This week had two unique and, yet, connected experiences. And, in both experiences, I experienced stigma and from what should be unlikely places.

My first place feeling stigmatized for my mental illness was actually at an event hosted by NAMI and an institution in Indianapolis that focused on mental health among those from different contexts. I was excited to learn that speakers would be a woman who is a refugee from Iraq and an immigrant from East Africa (I never quite caught the name of the country, but know she had to escape to Sudan and then she came to the United States). My assumption, looking at the description and knowing what I know about mental health problems among minorities and refugees (namely, they experience much higher levels of depression, anxiety, and PTSD, among others), I thought we would have a great discussion. I was wrong.

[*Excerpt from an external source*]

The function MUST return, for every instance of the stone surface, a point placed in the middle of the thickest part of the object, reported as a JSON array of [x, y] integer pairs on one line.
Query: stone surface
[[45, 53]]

Our discussion not only did not focus on the problems of mental illness among refugees and those living in the United States from various cultural contexts, but it actively avoided it. The moderator and organizers even made sure that we never even uttered the words mental illness. Instead, we talked about the “emotional toll,” the “emotional problems,” the need for “mental health resources,” how we can “think positively,” and a number of other code words that cover over dealing with the real problems. And, even when the woman from Iraq made an attempt to share some of the statistics on mental illness of refugees from CDC (Centers for Disease Control), she was cut off and we were told we were out of time. 

This experience reinforced to me that I am weird, that I am other, and that people who experience mental illness are weird and other. And this was reinforced to us by the National Alliance on Mental Illness. It was terrible. The organization made sure to not talk about or deal with the issues surrounding mental illness that are so prevalent in these situations. It was done in order to not have uncomfortable situations and to make sure that as many people fell under the tent as possible. But, it really ostracized people like me, people who actually live with a real mental illlness and does not just have a mental health issue. No longer are organizations like NAMI advocating for people with mental illness, but they are trying to make the tent as big as possible and ostracizing those of us who have a diagnosed mental illness (let alone those that have a serious mental illness like bipolar disorder, schizophrenia, or major depressive disorder, among others). 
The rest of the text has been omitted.